Should Christians be ambitious?

There two possible meanings of “ambitious.” (1) “having a desire to achieve a particular goal” and (2) “having a desire to be successful, powerful, or famous.” For the purposes of this post I’m going to assume that Christians should be ambitious in this first sense. It is wise to set goals and then desire to achieve them, presuming the goal is worthy. My interest is in that second sense, and here particularly, in the realm of one’s career. Should Christians be ambitious in their careers? Should a Christian want to be “the boss?”

I feel two tensions here. The first tension pertains to internal motivations. Does the desire to move up the ladder come from pride? Does it come from a desire to be seen as great in the eyes of others? Do we desire external success (a promotion, a raise, greater fame) because it will validate us or give us a sense of worth? Do we want the extra power for its own sake? This sort of “naked ambition” comes from a heart that is not satisfied in God. This would be a cause to reconsider your deepest values, deepest loves.

But on the other side of this pride is a false humility wherein we bury the talents God has given us. Are we shirking added responsibilities and thereby withholding our gifts from God and from our neighbors? Are we so “content” in our present condition that we’re unwilling to step up and step out into the more dangerous and risky world that God is calling us to?

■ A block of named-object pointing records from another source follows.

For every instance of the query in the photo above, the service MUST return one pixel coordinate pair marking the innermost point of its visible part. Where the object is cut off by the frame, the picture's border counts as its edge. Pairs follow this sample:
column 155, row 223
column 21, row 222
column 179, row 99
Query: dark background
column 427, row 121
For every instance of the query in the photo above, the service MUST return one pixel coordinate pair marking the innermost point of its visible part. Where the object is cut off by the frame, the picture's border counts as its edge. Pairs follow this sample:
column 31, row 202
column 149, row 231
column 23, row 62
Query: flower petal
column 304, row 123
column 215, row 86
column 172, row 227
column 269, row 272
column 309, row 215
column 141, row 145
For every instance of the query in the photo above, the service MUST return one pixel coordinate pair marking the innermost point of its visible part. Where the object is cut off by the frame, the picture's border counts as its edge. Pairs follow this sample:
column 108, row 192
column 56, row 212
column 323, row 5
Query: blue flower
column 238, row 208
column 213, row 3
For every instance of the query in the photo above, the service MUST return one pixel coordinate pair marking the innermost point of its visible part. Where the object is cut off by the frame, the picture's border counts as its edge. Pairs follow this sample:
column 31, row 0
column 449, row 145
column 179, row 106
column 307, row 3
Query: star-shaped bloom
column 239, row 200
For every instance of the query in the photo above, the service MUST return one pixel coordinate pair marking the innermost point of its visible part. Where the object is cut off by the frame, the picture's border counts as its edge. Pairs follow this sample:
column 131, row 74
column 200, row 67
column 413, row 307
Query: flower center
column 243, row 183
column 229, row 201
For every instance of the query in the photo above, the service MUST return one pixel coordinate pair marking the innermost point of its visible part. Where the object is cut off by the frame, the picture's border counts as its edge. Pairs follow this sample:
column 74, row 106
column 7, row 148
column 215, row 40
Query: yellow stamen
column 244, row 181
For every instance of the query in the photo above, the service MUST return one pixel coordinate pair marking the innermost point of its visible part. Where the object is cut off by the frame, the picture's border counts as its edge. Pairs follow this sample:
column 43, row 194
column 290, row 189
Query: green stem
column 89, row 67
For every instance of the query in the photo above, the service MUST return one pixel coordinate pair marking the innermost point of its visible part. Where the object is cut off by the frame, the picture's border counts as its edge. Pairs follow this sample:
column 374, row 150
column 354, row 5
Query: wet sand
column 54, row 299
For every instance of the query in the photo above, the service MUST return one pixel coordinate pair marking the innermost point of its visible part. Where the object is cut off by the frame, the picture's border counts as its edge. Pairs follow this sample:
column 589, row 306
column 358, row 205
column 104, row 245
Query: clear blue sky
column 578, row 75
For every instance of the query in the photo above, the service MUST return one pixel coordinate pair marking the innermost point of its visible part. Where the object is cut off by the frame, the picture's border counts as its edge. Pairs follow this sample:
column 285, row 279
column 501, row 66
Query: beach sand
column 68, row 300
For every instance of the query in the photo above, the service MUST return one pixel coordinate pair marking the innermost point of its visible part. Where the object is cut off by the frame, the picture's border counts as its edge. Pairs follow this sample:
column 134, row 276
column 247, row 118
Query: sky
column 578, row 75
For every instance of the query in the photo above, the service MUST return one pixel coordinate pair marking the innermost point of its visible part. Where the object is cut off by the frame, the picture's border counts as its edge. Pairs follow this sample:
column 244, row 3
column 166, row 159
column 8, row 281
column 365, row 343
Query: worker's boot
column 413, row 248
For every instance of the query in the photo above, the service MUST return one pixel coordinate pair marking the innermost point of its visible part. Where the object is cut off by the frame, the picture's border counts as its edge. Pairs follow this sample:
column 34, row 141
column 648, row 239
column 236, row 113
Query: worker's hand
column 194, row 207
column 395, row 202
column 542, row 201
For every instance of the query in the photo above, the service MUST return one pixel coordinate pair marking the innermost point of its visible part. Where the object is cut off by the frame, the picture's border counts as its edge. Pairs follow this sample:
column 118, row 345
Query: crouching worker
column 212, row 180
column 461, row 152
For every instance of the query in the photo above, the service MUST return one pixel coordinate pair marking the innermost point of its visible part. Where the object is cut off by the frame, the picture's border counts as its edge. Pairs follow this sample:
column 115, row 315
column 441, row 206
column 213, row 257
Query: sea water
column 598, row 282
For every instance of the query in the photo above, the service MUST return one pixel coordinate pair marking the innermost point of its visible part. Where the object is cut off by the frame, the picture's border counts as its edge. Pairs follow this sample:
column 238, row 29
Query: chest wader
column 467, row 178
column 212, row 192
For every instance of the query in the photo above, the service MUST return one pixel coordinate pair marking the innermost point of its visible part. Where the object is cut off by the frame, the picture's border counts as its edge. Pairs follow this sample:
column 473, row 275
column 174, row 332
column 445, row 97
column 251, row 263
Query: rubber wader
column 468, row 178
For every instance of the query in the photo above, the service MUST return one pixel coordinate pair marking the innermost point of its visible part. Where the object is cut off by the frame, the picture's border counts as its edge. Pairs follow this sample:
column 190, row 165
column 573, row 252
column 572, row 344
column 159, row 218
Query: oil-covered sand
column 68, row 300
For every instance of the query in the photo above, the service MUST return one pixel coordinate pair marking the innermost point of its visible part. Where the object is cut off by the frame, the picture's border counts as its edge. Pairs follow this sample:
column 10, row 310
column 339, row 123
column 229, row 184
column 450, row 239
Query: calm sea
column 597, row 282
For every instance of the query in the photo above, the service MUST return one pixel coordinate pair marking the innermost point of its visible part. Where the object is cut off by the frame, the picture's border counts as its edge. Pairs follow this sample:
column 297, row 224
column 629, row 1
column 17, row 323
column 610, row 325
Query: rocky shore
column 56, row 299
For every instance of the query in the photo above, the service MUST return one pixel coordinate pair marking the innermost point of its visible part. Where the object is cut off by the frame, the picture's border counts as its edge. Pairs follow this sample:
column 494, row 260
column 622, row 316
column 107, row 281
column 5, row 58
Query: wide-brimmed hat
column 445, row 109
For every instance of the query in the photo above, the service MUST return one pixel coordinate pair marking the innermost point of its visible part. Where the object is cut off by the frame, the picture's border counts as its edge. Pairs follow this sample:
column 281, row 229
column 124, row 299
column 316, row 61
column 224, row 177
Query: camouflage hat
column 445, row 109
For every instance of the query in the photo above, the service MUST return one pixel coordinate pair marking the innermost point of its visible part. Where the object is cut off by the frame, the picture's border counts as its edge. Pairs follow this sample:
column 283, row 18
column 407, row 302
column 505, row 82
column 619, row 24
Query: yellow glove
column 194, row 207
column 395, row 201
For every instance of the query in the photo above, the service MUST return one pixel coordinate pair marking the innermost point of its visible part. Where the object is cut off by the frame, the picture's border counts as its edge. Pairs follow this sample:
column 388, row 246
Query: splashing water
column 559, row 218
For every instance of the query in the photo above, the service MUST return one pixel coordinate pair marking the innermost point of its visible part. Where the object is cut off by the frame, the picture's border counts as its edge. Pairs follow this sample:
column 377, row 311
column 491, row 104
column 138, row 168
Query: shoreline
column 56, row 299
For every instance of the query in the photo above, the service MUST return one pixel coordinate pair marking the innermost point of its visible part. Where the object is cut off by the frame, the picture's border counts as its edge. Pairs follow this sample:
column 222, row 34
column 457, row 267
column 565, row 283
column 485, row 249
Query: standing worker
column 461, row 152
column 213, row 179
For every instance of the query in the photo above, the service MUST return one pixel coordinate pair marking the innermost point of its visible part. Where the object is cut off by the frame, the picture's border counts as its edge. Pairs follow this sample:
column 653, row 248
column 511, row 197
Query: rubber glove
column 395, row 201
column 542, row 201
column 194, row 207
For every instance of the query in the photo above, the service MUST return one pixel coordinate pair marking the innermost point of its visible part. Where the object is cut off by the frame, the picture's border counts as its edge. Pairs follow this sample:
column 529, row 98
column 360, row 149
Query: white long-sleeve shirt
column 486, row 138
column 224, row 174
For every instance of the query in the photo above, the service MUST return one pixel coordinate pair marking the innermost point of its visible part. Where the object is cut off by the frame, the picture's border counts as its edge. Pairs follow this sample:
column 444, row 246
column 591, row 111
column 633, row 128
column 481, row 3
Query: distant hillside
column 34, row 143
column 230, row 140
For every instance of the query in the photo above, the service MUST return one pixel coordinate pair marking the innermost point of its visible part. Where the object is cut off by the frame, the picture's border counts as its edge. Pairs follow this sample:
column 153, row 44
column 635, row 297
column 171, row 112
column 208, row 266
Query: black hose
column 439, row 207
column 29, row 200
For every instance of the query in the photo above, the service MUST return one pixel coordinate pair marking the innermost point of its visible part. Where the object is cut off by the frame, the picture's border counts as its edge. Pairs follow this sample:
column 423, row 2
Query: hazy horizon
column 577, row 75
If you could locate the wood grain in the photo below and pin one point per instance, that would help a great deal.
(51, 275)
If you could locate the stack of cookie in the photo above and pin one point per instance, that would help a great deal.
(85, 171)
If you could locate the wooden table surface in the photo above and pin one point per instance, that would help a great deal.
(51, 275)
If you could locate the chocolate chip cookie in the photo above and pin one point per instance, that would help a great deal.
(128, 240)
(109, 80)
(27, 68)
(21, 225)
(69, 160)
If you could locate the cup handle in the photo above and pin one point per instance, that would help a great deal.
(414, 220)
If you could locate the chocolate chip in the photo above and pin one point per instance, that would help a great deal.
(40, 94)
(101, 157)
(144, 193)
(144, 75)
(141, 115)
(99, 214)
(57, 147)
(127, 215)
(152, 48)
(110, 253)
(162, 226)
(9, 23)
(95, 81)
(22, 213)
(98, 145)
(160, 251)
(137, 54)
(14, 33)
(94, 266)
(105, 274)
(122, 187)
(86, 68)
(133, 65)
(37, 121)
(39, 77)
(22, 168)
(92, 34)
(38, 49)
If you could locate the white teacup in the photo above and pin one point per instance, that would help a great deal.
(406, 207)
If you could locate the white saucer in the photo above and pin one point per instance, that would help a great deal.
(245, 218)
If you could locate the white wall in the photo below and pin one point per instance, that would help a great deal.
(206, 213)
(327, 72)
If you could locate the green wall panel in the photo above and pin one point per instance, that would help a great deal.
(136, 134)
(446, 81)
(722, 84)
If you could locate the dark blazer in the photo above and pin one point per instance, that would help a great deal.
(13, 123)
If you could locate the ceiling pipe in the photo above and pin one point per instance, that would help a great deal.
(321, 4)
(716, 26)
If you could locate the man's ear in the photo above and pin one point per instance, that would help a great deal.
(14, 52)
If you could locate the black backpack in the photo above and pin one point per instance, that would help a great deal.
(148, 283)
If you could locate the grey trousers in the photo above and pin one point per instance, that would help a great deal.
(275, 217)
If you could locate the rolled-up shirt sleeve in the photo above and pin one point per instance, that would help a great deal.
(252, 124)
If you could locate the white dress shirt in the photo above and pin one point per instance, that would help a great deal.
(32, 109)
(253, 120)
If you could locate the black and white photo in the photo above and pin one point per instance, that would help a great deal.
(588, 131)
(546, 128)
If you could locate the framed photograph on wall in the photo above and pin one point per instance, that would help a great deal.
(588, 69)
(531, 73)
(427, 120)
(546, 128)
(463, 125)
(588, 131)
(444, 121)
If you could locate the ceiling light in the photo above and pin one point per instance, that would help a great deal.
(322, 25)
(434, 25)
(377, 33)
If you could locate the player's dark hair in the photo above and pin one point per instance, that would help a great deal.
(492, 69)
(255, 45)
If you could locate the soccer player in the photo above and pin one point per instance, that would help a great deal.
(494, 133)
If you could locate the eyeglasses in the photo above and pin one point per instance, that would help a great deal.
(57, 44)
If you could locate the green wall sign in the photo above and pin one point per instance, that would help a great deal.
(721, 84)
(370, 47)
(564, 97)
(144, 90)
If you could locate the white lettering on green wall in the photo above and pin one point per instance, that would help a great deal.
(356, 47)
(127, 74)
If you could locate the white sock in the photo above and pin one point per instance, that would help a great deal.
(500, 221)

On the one side there is see the danger of pride. On the other side is the danger of neglect or laziness. In the Gospel at Work, authors Traeger and Gilbert describe these as the dangers of idolatry and idleness.

The second, and related, tension, pertains to the expected outcome; the goal. Whose kingdom are you building? Are you building your own personal kingdom or are you building the kingdom of God? That is, are you primarily serving yourself or others?

How can ambition be used to serve others? There are several ways: Perhaps you want to increase your salary so that your family no longer lives so close to the bone? Or perhaps you want to make more money so that you can be more generous with others? Or, perhaps you know that by taking or seeking that promotion you can help the business you work for better serve its customers. For most jobs, to be skilled in that job and to be in a position to utilize those skills, gives you opportunities to do appreciable, even if modest, good to your neighbor.

But perhaps your ambition has nothing to do with serving others. What would that look like? Seeking a promotion or a new position even though you know you aren’t skilled or qualified to really carry out the job well. Seeking wealth purely for its own sake or (going back to the beginning) simply out of pride, for the feeling that you “made it.”

We come back again to the same dangers we saw before. On the one side is the desire to build your own kingdom, for your own sake. On the other side is a disregard for – or perhaps fear of – using your gifts for the sake of your neighbor.

Where does this leave us? Should Christians be ambitions? My answer is that it depends on your motivation. Are you trying to serve only yourself or are you trying to serve God and others? Are you trying to glorify yourself or are you doing everything to the glory of God?